An article by Sheree Bega in the Saturday Weekend Argus of May 12, 2018, highlights the power of hope in healing.
She quotes the views of American oncologist, Dr Jerome Groopman, the Recanati Professor of Immunology at Harvard Medical School, who has extensive experience in caring for patients with cancer, blood diseases, HIV, and Hepatitis C.
He says of hope: “hope is the elevating feeling we experience when we see – in the mind’s eye – a path to a better future…clear-eyed, hope gives us the courage to confront our circumstances and the capacity to surmount them”
From the point of view of psychological therapy, hope is regarded as a very important ingredient. Often clients come to therapy when their usual range of coping skills has not helped them sufficiently in dealing with the difficulties they are experiencing.

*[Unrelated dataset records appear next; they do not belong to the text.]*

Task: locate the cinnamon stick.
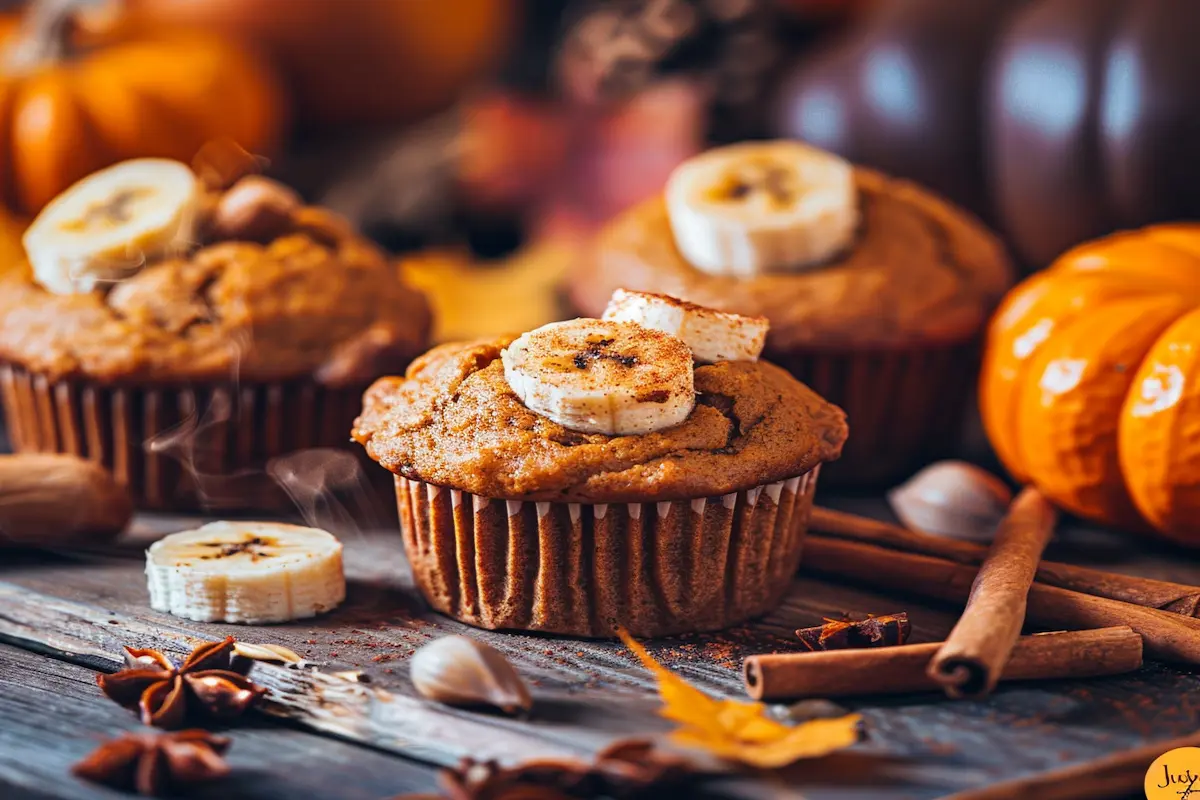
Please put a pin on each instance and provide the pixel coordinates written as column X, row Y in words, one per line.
column 1113, row 776
column 970, row 662
column 1168, row 637
column 1165, row 595
column 904, row 668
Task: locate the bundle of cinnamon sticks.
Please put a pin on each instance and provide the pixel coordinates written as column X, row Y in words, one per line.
column 1103, row 620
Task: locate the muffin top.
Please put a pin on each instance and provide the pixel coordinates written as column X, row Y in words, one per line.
column 454, row 420
column 270, row 290
column 917, row 270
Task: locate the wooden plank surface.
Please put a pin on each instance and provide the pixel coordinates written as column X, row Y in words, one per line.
column 918, row 746
column 52, row 715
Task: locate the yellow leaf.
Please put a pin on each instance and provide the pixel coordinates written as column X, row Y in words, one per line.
column 807, row 740
column 737, row 731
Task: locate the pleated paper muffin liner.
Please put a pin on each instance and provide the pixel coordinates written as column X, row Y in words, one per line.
column 657, row 569
column 179, row 447
column 905, row 408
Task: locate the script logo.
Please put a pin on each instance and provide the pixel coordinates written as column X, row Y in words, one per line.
column 1175, row 775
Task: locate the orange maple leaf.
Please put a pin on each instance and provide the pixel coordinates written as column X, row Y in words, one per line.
column 737, row 731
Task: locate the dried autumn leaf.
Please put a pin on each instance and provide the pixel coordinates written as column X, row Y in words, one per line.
column 737, row 731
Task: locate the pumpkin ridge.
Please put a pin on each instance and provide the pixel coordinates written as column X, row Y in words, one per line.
column 1071, row 403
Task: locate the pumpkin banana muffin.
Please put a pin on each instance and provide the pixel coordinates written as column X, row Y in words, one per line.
column 877, row 290
column 183, row 334
column 597, row 473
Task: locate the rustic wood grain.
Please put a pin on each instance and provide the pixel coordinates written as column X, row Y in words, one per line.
column 52, row 715
column 918, row 746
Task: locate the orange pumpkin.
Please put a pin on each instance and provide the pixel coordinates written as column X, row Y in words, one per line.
column 1091, row 382
column 66, row 113
column 354, row 61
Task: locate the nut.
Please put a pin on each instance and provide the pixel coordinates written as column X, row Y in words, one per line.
column 52, row 500
column 459, row 671
column 953, row 499
column 255, row 209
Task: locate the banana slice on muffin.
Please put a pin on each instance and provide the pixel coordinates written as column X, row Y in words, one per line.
column 712, row 335
column 246, row 572
column 761, row 206
column 111, row 223
column 603, row 377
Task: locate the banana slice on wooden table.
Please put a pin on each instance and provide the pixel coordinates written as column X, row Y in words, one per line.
column 111, row 223
column 603, row 377
column 246, row 572
column 712, row 335
column 762, row 205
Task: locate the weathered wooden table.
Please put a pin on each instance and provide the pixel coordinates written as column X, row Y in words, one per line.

It is part of the therapist’s role to offer hope and indeed to hold this space for the client until the client can feel it for him/herself. This does not come about by false reassurances but by helping the client to connect with their inner strengths and also to relate to their difficulties in a different way, a way that is empowering. Grootman expresses it thus: “Hope enables you to push forward and through (difficulties)”
What is additionally interesting is that Groopman, who is a scientist, researcher and doctor says that there is in fact “a biology of hope”, that hope has the power to alter our neurochemistry, and affect our physiological as well as psychological processes – all the more reason to work with this critical ingredient in therapy.